A third Cassini press release from July 5 said that the E-ring has structure.  There’s an arc of bright material racing around the ring (movie), and two distinct bands of material (see Space Science Institute press release).  Scientists are not sure what is causing these orbital dynamics, but hope to get a closer look at Enceladus on March 12, 2008 when the spacecraft flies within 100 miles of its surface.  There are five distant flybys (25,000 to 70,000 miles) before then.
    Cassini was launched on October 15, 1997 and arrived at Saturn seven years later, on July 1, 2004.  Enceladus is sure to be a target of the extended mission that begins July 2008 for three more years, through 2011 – perhaps even longer if all systems continue to function.

Enceladus is one of the biggest surprises of the entire highly successful, surprise-laden Cassini mission.  Scientists expected Enceladus would be a highlight, and it sure has fulfilled that prophecy.  What is heating up this little moon?  They have no answer at this time.  The usual suspects (radioactive heating, tidal flexing) fall short by a factor of 10.
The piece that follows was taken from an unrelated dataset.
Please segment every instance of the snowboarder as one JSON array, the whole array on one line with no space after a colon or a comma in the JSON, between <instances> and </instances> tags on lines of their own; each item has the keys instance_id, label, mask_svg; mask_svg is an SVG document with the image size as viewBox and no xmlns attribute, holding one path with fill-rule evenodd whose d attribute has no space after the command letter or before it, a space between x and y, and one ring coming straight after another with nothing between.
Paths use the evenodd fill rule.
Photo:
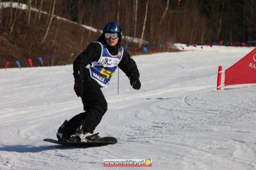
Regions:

    More observations will be needed to constrain the variability of the jets.  If the early 2004 output was an unusually large outburst, how often do similar bursts occur?  Pictures at each encounter suggest a continual ejection of a substantial mass of material.  Could Enceladus really have been spouting this much ice for billions of years?  How could a small moon, smaller than other Saturnian moons with no signs of activity, have maintained an internal heat source since its origin up to 2006?  Planetary scientists are attempting to come up with explanations after the fact, but finding a small moon jetting water out of one pole was surely not what their theories – or imaginations – predicted.